USD/CAD could rebound toward the 1.4000 level, its highest in six months, as the Federal Reserve's hawkish repricing and sliding crude prices undermine the Canadian dollar.
The move comes as markets fully price in a 25-basis-point Fed rate hike by December, reversing expectations of rate cuts held before the Iran-US conflict escalated. Annual US inflation is expected to accelerate to 4.2% in May, its highest level since April 2023, reinforcing the case for tighter monetary policy. The Bank of Canada, by contrast, faces headwinds from a slowing economy and weaker commodity revenues, widening the interest rate differential between the two countries. The US 10-year Treasury yield has risen in response, further supporting the dollar's appeal over the loonie.

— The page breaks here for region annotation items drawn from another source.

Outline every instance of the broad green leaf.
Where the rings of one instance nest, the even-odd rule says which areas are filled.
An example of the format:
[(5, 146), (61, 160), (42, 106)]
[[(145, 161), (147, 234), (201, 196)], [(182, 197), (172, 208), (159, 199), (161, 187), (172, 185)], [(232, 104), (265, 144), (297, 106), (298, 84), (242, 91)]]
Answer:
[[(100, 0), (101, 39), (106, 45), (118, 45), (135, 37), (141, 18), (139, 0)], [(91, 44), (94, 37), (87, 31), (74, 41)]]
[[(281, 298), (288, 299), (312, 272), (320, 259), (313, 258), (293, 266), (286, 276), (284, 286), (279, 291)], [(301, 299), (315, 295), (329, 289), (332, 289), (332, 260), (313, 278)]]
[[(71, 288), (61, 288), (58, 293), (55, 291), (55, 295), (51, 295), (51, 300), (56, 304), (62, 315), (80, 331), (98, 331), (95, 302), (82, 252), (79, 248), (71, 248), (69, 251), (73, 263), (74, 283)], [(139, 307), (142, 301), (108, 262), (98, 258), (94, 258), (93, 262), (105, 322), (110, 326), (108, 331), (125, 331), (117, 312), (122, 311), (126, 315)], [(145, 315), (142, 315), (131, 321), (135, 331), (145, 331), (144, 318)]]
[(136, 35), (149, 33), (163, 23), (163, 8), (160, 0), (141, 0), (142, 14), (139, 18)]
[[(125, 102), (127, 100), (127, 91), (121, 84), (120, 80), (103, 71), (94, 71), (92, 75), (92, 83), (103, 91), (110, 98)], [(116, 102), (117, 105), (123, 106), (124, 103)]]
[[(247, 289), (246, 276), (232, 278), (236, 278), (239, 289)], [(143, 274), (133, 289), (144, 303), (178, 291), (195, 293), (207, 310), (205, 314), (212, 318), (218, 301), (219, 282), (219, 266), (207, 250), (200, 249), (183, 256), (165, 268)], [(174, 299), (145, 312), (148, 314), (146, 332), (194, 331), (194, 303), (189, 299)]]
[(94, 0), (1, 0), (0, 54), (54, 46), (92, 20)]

Brent crude, a key driver of Canadian export revenues, has slipped for a second consecutive day toward $89.65-to-$88.86 per barrel, near recent lows, according to IG Markets. The decline reduces the terms-of-trade advantage that had supported the loonie earlier this year, when oil prices traded above $98 per barrel in early June. Escalating Iran-US hostilities have added a geopolitical risk premium to markets, with Asian equities falling sharply and safe-haven flows benefiting the US dollar. The MSCI Asia-Pacific index excluding Japan fell around 3%, while the S&P 500 slipped 0.3% and the Nasdaq lost 1% on Tuesday as semiconductor stocks extended their decline.
From a technical perspective, USD/CAD faces resistance at the psychological 1.4000 round number, a level not tested since late 2025. A break above that threshold would open the door to further gains, with the next resistance zone around 1.4050-to-1.4100. On the downside, support is seen near the 1.3900 area, with a fall below that level potentially invalidating the bullish setup. The pair's short-term outlook remains bullish while above recent support levels.
The broader macro backdrop remains supportive for further USD/CAD upside. The Fed's tightening cycle, elevated geopolitical risk premium, and softness in commodity prices all point to continued pressure on the Canadian dollar. Traders will be watching Wednesday's US CPI release and any further escalation in Middle East tensions as the next potential catalysts for a sustained move above 1.4000. A stronger-than-expected CPI reading could accelerate the dollar's rally, while a surprise easing in tensions could trigger a short-term pullback in the pair.
This article is for informational purposes only and does not constitute investment advice.